It has been observed that ever since its inception in 1985, SAARC has not functioned as smoothly and as productively as many other regional organizations, like the EU, ASEAN, SCO, etc. This is because its two biggest members, namely India and Pakistan, do not see eye to eye on many major issues. This is very unfortunate as South Asia is one of the most backward regions in the world – just a little better than sub-Saharan Africa. The major objective behind the formation of SAARC was to promote the welfare of the peoples of South Asia and improve their quality of life, accelerate their economic growth, social progress and cultural development, promote and strengthen their collective self-reliance and contribute to mutual trust, understanding and appreciation of regional problems.
It was in this spirit that Pakistan Foreign Minister Shah Mehmood Qureshi recently called for removing the “artificial obstacles” in the way of regular functioning of SAARC and reiterated Pakistan’s readiness to host the 19th SAARC summit, which was to be held in Islamabad in November 2016 but was cancelled when India pulled out. India had alleged then that an attack on an Indian army camp at Uri in Kashmir had been master-minded by Pakistan. Along with India, other member countries, such as Bangladesh, Afghanistan and Bhutan had also decided not to attend the summit.
The spirit of regionalism is what binds the countries of South Asia and SAARC offers a viable platform for the purpose. Prime Minister Imran Khan, after coming to power in 2018, had tried to capitalize on the goodwill generated by the initial contacts made between Islamabad and New Delhi. However, his friendly gestures failed to break the ice between the two countries. In fact, India’s stance became so hardened that it deprived Jammu & Kashmir of its special status by revocation of Article 350 in August 2019 and imposed an un-ending curfew in the State. If such is the attitude of the largest member of SAARC, then the prime objectives under which the body was formed have been brought to naught. The main rationale behind the formation of SAARC was promoting mutual trust, understanding and appreciation of regional problems. In the midst of India’s intractable attitude, these are certainly not being well-served.
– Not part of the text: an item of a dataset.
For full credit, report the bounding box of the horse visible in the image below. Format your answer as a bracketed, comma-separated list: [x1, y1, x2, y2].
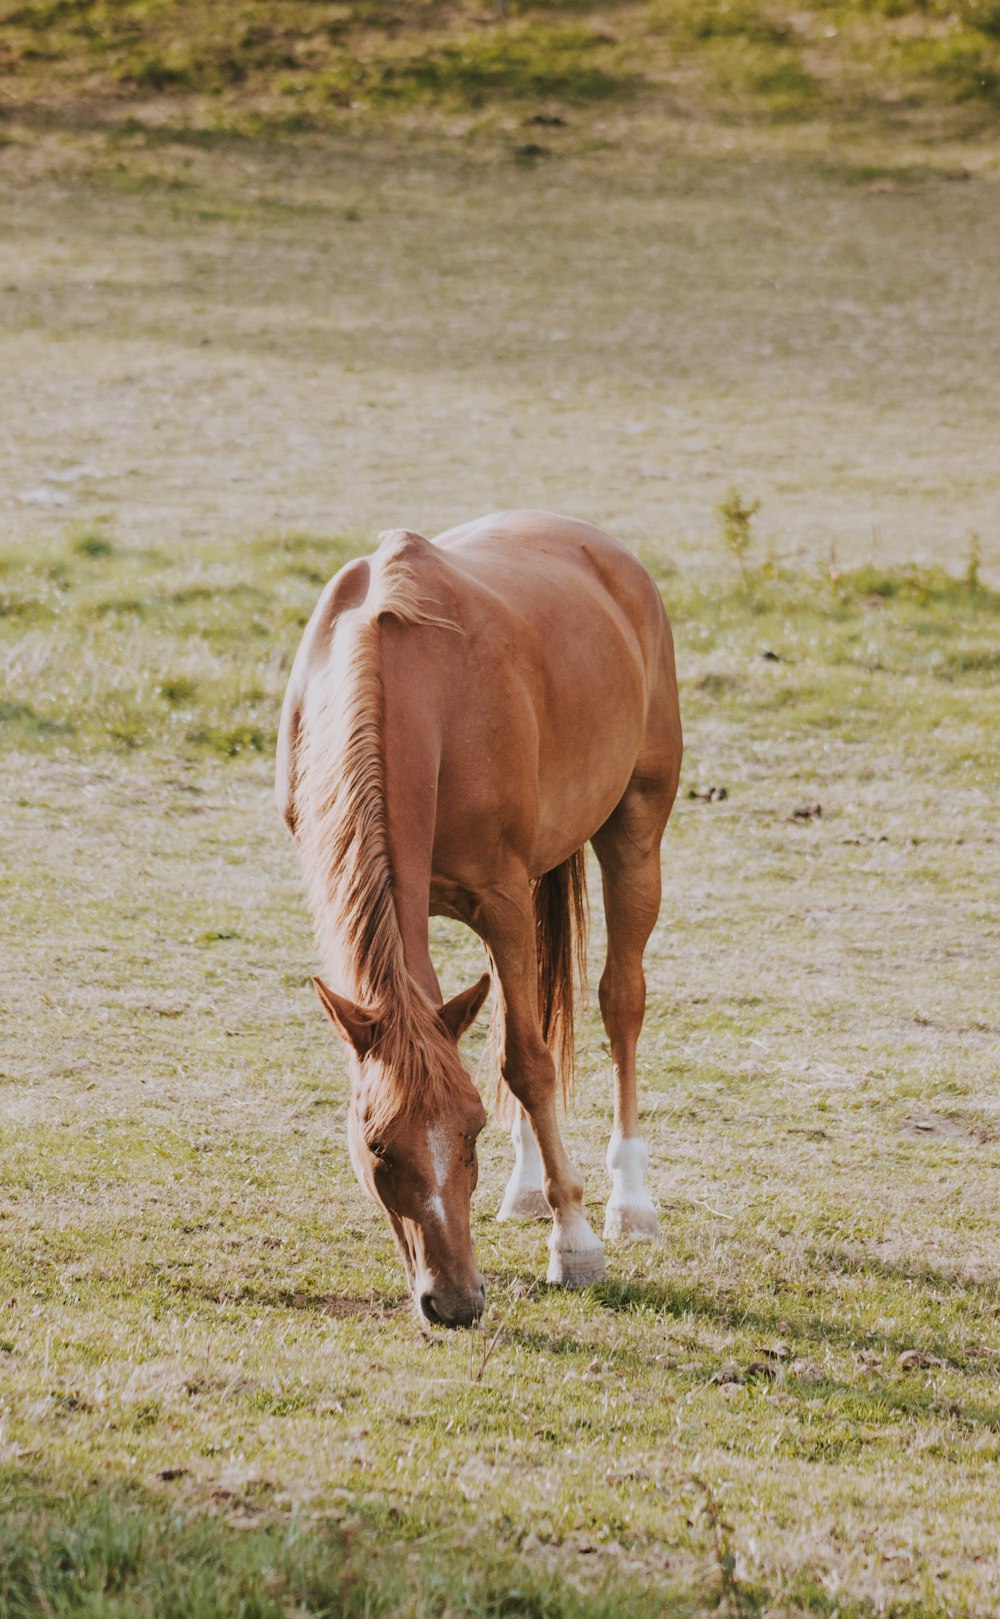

The functioning of SAARC has continued to be adversely affected ever since the Islamabad summit was cancelled and most of the bodies comprising the regional organization are in limbo. It is to be hoped that the artificial obstacles created by one of its members in SAARC’s forward movement would be removed and that it will be enabled to again function as an effective instrument of regional cooperation. That is why it is also important to faithfully follow the UN Charter and implement the UN Security Council Resolutions. Any unilateral and illegal measures to change the status of disputed territories in violation of the UN Security Council resolutions must be condemned.
Like so many other regions of the world, when the countries of South Asia decided to come together under the banner of SAARC, their aim was to reinforce regional and geopolitical union of states. Their thinking was that SAARC would be a formidable organization as it comprised 3% of the world’s area, 21% of the world’s population and, as of 2019, represented about 4.21% (US$3.67 trillion) of the global economy. The region covered by SAARC has a combined population of some 1.5 billion. In this background, this body has a big opportunity to reduce poverty in the region. As it is poised to play an important role in growing international relations, its member states would be well-advised to not queer the pitch with bi-lateral issues. They should work instead in the greater interest of humanity and take advantage of the low-hanging fruit of progress and prosperity for their people.